The concept of the LA Art Box touched Bernie Bernardo closely. The Filipino-American business executive turned entrepreneur immigrated from the Philippines at the age of 7 and grew up in California’s Bay Area, but saw that her son had little connection to the culture she had known so intimately growing up.
She was determined to give him and other children like him a place to live their roots.
“It’s an idea that came out of a discussion I had with my son. He didn’t feel quite connected to our Filipino past,” Bernardo told Filipino-American media pioneer Jannelle So Perkins, on behalf of the latter. So Jannelle TVwhich airs nationwide on The Filipino Channel (TFC) and ANC cable channels, as well as AC’s local southern digital channel KNET 25.1.
LA Art Box – located on Melrose Avenue in Los Angeles – opened its doors in October and is both an art gallery and a space for cultural creation. The exhibitions they have had so far have highlighted this original vision. They opened with Luminaria, an exhibition that Bernardo said was meant to show “diversity and inclusivity, and tell what the lights meant to different cultures”, and followed it with a pop-up exhibition by Jefrë, a Fil-Am artist from Orlando. .
The upcoming exhibition, “Katutubo,” will partner with San Francisco-based dance company Parangal for a celebration of indigenous peoples in the Philippines.
These are the kinds of stories and experiences Bernardo had in mind when she opened the institution with longtime friend-turned-business partner Mar Dumlao.
“It’s a passion project, it’s a place we’re so proud of. We want this to be a space for people from communities of color, especially Fil-Am creatives. We wanted it to be a destination where we can tell stories,” said Bernardo.
Dumlao admitted that Bernardo’s reasoning for starting LA Art Box was what made him take the risk of opening the business.
“I felt a bit sad because Bernie and I had had a community of Filipinos who taught us what it meant to be Filipino. It wasn’t just about speaking the language or understanding it or eating the food, it was it was about [how] we are a representation of history and everything that came before us, and we accept that and do the same for our brothers and sisters to come,” Dumlao said.
“It was the right time, it was the right place. We decided, sometimes you have to take this huge leap of faith and just build your wings on the way down.
Dumlao recalled how many people had suggested opening the business in Historic Filipinotown, where support was guaranteed, as opposed to Melrose Avenue in uptown Los Angeles.

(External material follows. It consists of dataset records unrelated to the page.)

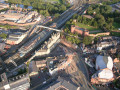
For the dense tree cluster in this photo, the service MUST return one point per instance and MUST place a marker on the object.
(103, 16)
(87, 40)
(110, 2)
(45, 8)
(3, 35)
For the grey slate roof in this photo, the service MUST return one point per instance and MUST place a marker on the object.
(61, 82)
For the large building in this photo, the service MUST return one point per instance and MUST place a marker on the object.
(49, 45)
(15, 38)
(62, 84)
(104, 74)
(79, 30)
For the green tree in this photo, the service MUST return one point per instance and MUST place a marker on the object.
(87, 40)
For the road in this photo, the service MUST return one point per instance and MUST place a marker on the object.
(60, 21)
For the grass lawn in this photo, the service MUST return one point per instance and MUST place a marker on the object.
(90, 28)
(116, 25)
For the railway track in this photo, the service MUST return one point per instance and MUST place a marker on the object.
(60, 21)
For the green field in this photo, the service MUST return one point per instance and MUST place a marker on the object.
(90, 28)
(57, 1)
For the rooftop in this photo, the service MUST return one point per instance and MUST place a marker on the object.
(61, 84)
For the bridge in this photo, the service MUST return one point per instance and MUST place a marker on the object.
(59, 22)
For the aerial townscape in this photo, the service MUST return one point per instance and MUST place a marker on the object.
(59, 44)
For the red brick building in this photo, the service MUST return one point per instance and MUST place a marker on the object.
(79, 30)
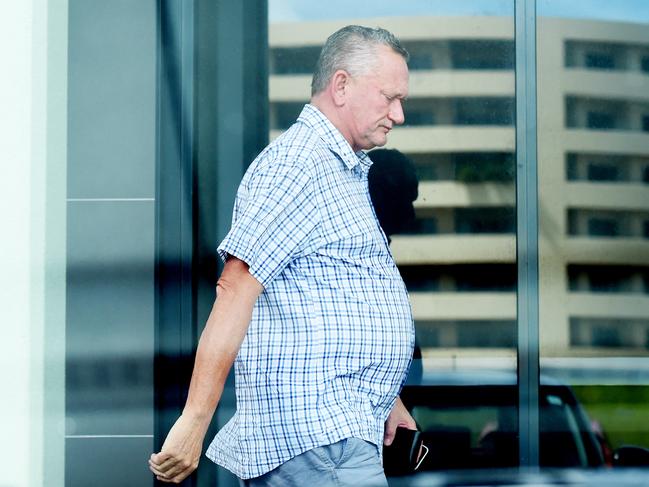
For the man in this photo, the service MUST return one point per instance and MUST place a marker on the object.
(310, 301)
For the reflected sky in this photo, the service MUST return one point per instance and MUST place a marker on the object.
(299, 10)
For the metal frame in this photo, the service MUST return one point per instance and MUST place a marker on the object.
(174, 310)
(527, 233)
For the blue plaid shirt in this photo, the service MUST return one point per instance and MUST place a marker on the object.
(331, 336)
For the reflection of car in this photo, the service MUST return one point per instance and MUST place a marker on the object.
(469, 420)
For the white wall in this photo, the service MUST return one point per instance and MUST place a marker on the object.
(28, 37)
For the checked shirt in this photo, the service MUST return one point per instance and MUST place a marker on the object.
(331, 336)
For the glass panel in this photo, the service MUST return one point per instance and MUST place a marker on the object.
(457, 256)
(111, 181)
(593, 99)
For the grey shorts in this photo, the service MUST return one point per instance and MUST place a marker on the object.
(347, 463)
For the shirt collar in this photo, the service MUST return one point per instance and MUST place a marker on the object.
(316, 120)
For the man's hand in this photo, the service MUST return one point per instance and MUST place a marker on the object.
(399, 416)
(180, 452)
(220, 341)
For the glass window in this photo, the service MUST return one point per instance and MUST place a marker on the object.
(644, 64)
(593, 299)
(459, 133)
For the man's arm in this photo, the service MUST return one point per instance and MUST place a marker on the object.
(226, 327)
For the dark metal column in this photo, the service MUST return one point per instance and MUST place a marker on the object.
(527, 233)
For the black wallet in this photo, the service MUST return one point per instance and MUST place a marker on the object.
(402, 456)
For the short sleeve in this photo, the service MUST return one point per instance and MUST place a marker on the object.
(276, 220)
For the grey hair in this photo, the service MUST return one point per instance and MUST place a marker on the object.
(353, 49)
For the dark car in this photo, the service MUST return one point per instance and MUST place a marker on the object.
(469, 420)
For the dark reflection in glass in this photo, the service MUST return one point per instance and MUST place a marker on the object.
(459, 133)
(593, 160)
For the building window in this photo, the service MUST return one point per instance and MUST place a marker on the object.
(603, 227)
(572, 171)
(422, 226)
(420, 61)
(420, 116)
(294, 60)
(606, 336)
(644, 64)
(501, 334)
(484, 220)
(482, 54)
(600, 60)
(420, 278)
(285, 115)
(603, 172)
(601, 120)
(484, 111)
(476, 167)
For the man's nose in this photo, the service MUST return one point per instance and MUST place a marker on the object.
(396, 112)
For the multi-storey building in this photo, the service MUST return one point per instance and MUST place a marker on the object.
(459, 260)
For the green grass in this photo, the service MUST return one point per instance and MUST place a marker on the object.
(623, 412)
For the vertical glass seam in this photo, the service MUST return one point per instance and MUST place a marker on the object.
(527, 233)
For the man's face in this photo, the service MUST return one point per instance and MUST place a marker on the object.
(375, 101)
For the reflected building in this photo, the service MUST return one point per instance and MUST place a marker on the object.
(459, 259)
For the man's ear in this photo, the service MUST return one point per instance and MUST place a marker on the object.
(339, 86)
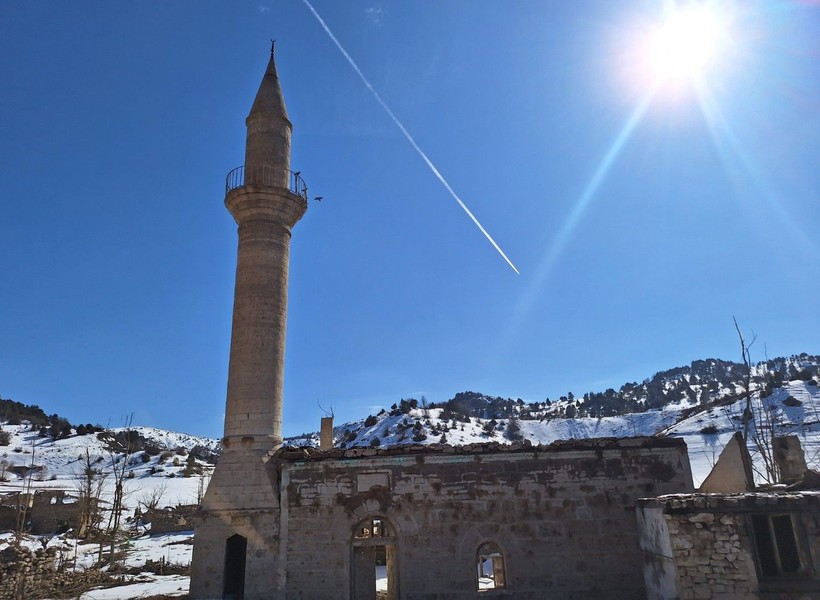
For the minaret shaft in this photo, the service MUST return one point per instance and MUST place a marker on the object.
(239, 521)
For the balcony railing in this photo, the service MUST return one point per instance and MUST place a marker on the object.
(265, 175)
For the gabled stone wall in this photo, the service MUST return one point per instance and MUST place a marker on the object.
(563, 516)
(703, 546)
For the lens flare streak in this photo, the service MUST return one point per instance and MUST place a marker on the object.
(407, 135)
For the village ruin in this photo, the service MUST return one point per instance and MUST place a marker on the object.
(606, 518)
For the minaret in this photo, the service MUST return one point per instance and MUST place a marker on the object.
(266, 199)
(235, 542)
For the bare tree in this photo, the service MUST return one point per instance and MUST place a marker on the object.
(119, 467)
(151, 499)
(759, 418)
(89, 482)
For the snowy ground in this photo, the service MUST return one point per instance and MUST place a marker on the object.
(61, 461)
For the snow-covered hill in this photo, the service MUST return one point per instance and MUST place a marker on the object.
(705, 429)
(175, 467)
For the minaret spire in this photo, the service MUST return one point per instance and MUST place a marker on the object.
(267, 148)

For Dumlao, it was important to show that Filipinos were more than just doctors and lawyers – that they could also be creative.
“If we were still in Filipino Town, we would only have this conversation with ourselves. The fact that we are here, we are brown, we are [Asian American, Pacific Islander]-belonging…. We are Filipinos,” Dumlao said.

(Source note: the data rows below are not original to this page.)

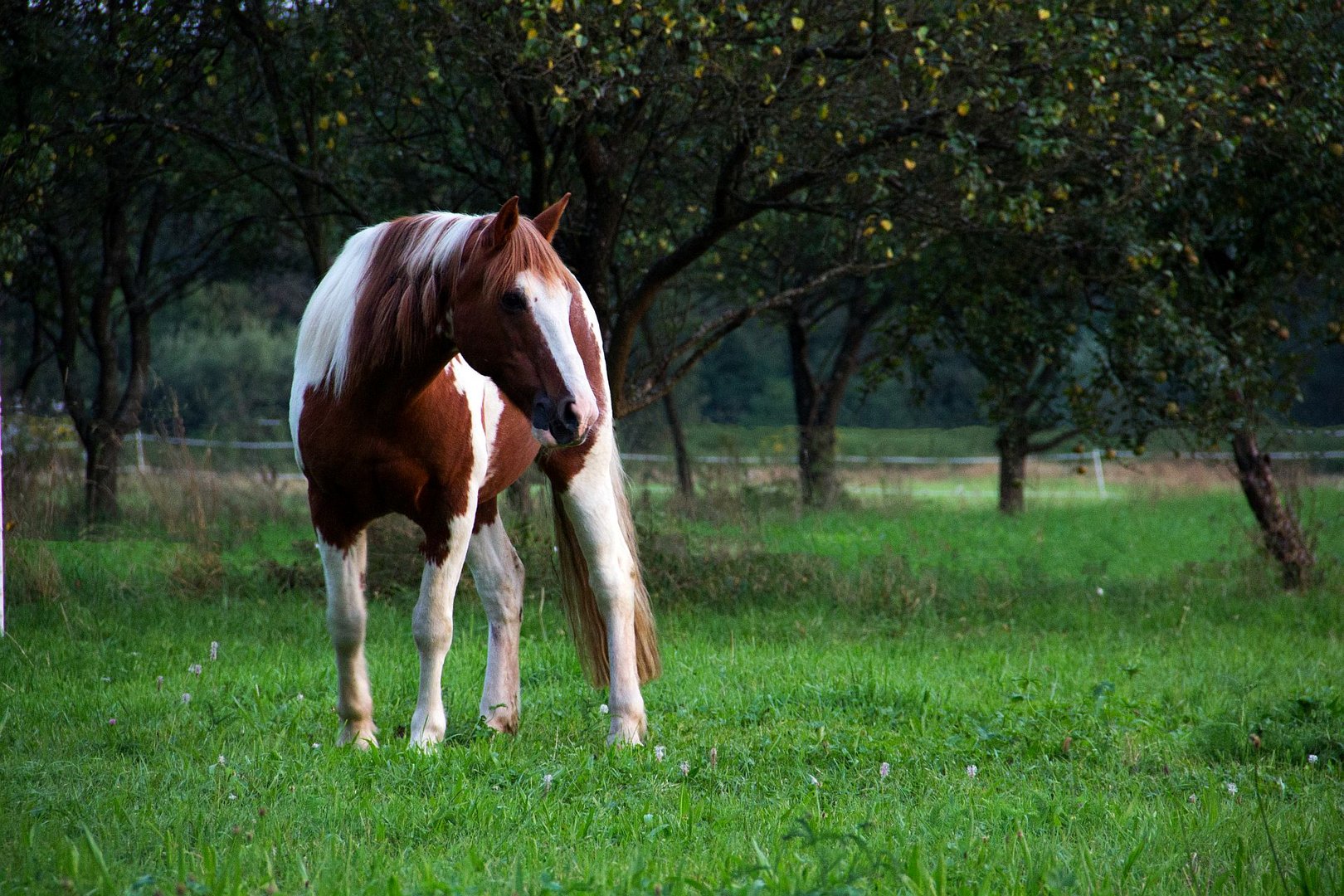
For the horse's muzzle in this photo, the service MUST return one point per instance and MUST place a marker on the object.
(562, 422)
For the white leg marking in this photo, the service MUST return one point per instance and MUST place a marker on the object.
(346, 622)
(433, 626)
(590, 501)
(499, 579)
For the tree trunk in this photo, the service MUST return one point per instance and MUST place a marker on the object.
(684, 476)
(1280, 527)
(817, 464)
(1014, 445)
(101, 466)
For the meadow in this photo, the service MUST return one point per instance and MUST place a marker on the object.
(906, 694)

Bernardo and Dumlao both understand the importance of hanging on to history. Bernardo remembered her mother’s sacrifices, giving up a lucrative nursing career in the Philippines after her degrees were deemed insufficient in the United States. Her father worked at the cemetery as a security guard to support the family. Dumlao came to the United States when he was 3 years old. Her father was in the United States Navy and they eventually settled in Stockton, California, a Filipino enclave in Northern California.
Bernardo absorbed the risks of opening a business like his during a pandemic, and said it was worth seeing how his son reacted to LA Art Box.
“He was there for the premiere, he was even interviewed. I was laughing because he was like, ‘It’s my mom’s idea, I’m so impressed I couldn’t believe she could do it. happen,” recalls Bernardo.
“But he’s so proud of me, and he’s so proud of what we’re doing here in LA.” – Jannelle So Productions | Rappler.com
Rappler partners with Jannelle So Productions Inc (JSP), founded by Filipino-American pioneer and Los Angeles-based journalist Jannelle So, to publish videos and written stories from SoJannelleTV about Filipinos’ travels, successes and challenges living in America.